Navigation

HathiTrust Celebrates 10 Years: 2008-2018

 

Celebrating 10 years 2008-2018 HathiTrust

2008-2018: The Founding of HathiTrust

On October 13, 2018, HathiTrust celebrates its 10th anniversary. The organization’s pre-history began with Google in the early era of mass digitization and, since its founding in 2008, HathiTrust has grown into a robust and influential organization. What began as a risky venture into digital territory —  especially for academic and research libraries — is now a collaborative model for the future of supporting libraries and advancing scholarship. 

Today, HathiTrust comprises 140+ member institutions, preserves 16+ million items, and continues to advance its founding mission: to contribute to research, scholarship, and the common good by collaboratively collecting, organizing, preserving, communicating, and sharing the record of human knowledge.

The articles and press releases below summarize the early years leading up to the founding and the people and institutions who launched HathiTrust ten years ago. Take a deeper dive and go back to the beginning to walk through each year and milestone since Hathitrust's founding. 

In the Beginning

HathiTrust. Major Library Partners Launch HathiTrust Shared Digital Repository: There’s an Elephant in the Library; Organizers Promise It Will Never Forget [Ann Arbor] 13 October 2008. Web.

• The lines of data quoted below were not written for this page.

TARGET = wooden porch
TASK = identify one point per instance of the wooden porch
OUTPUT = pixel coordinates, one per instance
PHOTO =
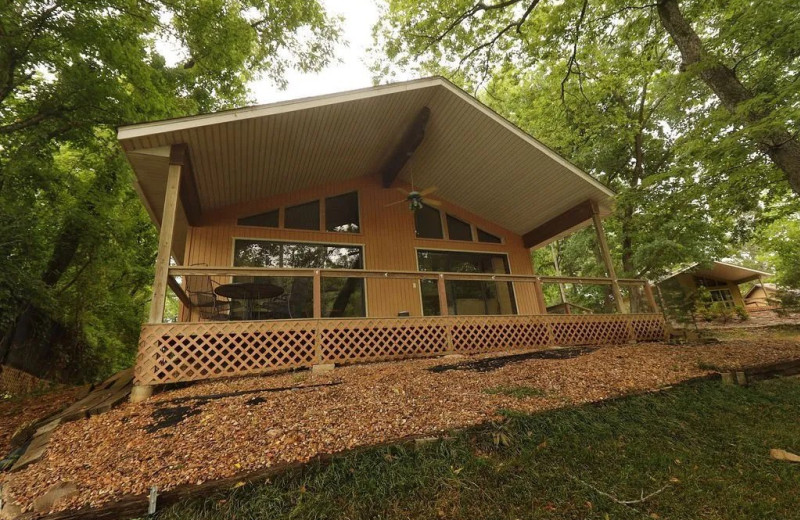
(195, 350)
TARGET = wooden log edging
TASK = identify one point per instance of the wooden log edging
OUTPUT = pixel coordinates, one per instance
(132, 506)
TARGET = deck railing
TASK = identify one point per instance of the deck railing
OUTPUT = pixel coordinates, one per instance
(640, 295)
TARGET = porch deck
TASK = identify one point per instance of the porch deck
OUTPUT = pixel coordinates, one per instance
(177, 352)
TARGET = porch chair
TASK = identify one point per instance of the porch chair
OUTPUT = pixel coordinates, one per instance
(200, 290)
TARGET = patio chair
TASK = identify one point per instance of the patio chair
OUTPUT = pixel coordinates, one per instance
(200, 290)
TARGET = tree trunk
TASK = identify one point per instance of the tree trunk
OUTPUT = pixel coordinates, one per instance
(778, 144)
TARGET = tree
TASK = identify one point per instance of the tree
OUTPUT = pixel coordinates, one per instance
(746, 60)
(80, 248)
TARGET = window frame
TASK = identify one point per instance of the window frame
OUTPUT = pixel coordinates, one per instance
(417, 249)
(315, 242)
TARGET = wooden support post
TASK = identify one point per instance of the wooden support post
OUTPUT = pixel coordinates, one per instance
(443, 311)
(165, 244)
(606, 254)
(648, 292)
(141, 392)
(539, 290)
(317, 290)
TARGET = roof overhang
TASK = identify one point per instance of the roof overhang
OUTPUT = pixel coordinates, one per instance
(476, 158)
(722, 271)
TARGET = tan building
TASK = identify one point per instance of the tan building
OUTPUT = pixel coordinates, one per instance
(381, 223)
(761, 296)
(721, 279)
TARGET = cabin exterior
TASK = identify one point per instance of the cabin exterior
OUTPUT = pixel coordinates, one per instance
(762, 296)
(389, 222)
(721, 279)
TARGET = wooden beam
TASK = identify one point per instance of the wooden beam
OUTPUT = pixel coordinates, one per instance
(606, 254)
(178, 290)
(190, 198)
(165, 244)
(574, 216)
(410, 142)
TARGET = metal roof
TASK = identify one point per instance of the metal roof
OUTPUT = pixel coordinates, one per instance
(477, 159)
(722, 271)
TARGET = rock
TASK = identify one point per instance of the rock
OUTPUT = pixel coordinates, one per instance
(55, 494)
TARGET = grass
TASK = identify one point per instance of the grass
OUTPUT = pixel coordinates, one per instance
(707, 443)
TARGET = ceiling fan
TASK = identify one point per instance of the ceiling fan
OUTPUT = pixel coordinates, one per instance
(416, 198)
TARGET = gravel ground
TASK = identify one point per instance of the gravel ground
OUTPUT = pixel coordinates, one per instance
(185, 436)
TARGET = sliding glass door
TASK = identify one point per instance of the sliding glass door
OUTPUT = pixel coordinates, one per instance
(466, 297)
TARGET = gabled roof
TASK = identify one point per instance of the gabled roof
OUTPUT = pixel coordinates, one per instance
(768, 287)
(476, 158)
(721, 271)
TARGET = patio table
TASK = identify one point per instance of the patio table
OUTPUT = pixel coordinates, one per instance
(249, 292)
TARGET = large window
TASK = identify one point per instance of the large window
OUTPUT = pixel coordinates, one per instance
(341, 297)
(267, 219)
(466, 297)
(457, 229)
(428, 222)
(341, 213)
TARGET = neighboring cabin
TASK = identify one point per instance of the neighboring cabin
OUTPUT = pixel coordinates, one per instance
(721, 279)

Markoff, John and Wyatt, Edward. “Google is Adding Major Libraries to its Database.” New York Times [New York] 12 December 2004. Web.

NPR: StoryCorps Interview with University of Michigan President Emerita Mary Sue Coleman and former provost Paul Courant  [Ann Arbor] April 2018. Radio.In this episode, U-M President Emerita Mary Sue Coleman and former U-M Provost Paul Courant discuss the role the University of Michigan played in the birth of the Google Books project, and how it led to the creation 

HathiTrust News and Publications : the complete, 10-year archive of newsletters, press releases, and other announcements.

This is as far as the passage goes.